Wednesday, September 05, 2007

Discovering the Obvious

If you import millions of low and unskilled workers into a country, what happens to wages for low and unskilled workers already working there? Well, if the available supply of any good or service outstrips the available demand for that good or service, then the price demanded for that service must fall in order to attract consumers. This works for employment as well. The more available workers, the lower the wages offered, since employers will not have to compete with each other to attract workers and can secure enough workers even after lowering wages. Fewer workers mean higher wages since employers would then have to compete for workers. This is basic economics, real ECON 101-level stuff.

So what then is the effect of America's current immigration policy - the deliberate failure to enforce immigration laws thus permitting millions of low and unskilled workers to flood across the nation's borders? Why, it lowers wages. And whose wages get hit hardest? Not surprisingly, it hits those who can least afford to see their wages fall, the poor - usually the immigrants themselves. A University of South Carolina economist has taken the time to confirm that basic economic principles still function as expected.

As South Carolina's Hispanic population has grown, one measurement of wages for all workers has dropped, a University of South Carolina study released last week found.

While study authors would not attribute all of the drop to immigration, their findings were similar to research done elsewhere.

The S.C. median annual wage, adjusted for inflation, dropped 3.1 percent to $28,039 between 2000 and 2005, a period when the state experienced rapid growth in its Hispanic population. The median is the midpoint at which half of all salaries would be above that figure and half below.

Pay in construction, the dominant field for Hispanics, slipped 5 percent for all S.C. workers during what was a record housing boom. Construction wages for Hispanics fell by more than twice that.

"When an industry is booming like this, you expect to see wages increase, not decline like this," said Doug Woodward, a research economist at the USC Moore School of Business. Woodward wrote the study with Elaine Lacy of the USC Consortium for Latino Immigration Studies.
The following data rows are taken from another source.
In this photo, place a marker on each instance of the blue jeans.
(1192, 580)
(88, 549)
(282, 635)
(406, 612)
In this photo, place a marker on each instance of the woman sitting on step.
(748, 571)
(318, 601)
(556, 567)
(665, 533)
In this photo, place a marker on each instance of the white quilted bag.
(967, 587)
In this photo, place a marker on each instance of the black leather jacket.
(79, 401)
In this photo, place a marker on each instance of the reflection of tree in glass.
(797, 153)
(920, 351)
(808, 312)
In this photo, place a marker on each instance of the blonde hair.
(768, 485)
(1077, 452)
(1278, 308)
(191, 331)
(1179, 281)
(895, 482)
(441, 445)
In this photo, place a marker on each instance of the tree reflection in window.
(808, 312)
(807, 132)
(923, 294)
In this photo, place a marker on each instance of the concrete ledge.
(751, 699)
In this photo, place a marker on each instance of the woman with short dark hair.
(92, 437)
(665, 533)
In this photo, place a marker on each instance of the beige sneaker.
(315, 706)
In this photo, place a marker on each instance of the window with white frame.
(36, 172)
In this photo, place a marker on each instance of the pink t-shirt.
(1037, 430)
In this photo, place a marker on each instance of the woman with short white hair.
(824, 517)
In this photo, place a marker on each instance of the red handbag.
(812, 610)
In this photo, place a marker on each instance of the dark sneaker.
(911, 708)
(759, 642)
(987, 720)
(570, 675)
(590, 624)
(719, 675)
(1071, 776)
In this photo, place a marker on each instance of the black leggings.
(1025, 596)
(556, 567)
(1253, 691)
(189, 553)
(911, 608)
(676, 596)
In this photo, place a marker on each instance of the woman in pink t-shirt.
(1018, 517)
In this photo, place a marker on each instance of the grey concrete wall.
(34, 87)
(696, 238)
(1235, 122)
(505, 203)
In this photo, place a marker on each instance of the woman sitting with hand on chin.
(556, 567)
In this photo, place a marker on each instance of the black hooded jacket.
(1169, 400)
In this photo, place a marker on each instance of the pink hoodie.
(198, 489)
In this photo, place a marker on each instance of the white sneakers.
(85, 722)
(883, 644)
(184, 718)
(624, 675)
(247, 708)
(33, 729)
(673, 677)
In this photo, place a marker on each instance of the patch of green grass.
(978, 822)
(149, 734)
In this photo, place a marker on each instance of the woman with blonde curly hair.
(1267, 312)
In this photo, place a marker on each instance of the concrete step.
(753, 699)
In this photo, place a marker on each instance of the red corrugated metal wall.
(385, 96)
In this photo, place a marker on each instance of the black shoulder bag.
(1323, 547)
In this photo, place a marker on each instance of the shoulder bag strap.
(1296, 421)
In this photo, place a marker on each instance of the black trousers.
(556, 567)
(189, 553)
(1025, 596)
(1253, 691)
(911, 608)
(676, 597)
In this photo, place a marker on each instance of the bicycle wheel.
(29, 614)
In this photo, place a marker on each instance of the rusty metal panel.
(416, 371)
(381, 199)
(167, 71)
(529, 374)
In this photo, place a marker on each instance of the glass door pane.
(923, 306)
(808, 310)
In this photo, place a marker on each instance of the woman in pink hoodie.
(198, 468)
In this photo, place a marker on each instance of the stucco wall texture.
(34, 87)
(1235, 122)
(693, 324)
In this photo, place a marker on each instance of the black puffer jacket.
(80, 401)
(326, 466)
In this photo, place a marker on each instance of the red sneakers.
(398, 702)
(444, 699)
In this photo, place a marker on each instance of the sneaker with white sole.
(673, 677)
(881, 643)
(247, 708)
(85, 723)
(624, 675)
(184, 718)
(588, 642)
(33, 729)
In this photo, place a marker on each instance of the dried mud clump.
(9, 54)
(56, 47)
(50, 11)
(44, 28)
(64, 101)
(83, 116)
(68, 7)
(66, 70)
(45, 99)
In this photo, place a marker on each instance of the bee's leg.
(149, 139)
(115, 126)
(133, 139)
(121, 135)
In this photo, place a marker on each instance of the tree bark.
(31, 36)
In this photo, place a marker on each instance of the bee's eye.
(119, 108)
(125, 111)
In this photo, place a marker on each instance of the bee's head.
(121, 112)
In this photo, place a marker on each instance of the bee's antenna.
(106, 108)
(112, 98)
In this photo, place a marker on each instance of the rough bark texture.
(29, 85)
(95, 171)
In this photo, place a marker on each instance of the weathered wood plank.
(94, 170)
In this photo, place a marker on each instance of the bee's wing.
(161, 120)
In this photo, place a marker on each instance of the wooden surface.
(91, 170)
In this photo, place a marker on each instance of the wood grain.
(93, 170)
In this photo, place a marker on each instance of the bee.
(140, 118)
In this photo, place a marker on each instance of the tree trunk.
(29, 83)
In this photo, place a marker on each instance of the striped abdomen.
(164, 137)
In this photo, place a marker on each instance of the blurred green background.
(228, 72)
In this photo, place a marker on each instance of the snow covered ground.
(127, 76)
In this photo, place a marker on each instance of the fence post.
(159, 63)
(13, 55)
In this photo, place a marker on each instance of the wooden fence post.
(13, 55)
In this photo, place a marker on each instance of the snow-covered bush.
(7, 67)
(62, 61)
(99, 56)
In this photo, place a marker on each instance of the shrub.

Woodward said the study supported the notion that Hispanic workers were willing to take less desirable jobs, such as slaughtering chickens or roofing during hot S.C. summers, for lower wages.

"What we're doing here in South Carolina is importing cheap labor to our economy," Woodward said.

Woodward has hit the nail on the head, explaining the motivation behind Big Business's support for open borders immigration policies: cheap workers. Since the people who run large companies tend to be wealthy, they don't have to compete with Spanish-speaking day laborers, and they can afford to live in gated communities, sealed off from the societal rot their immigration policies are inflicting on the nation at large.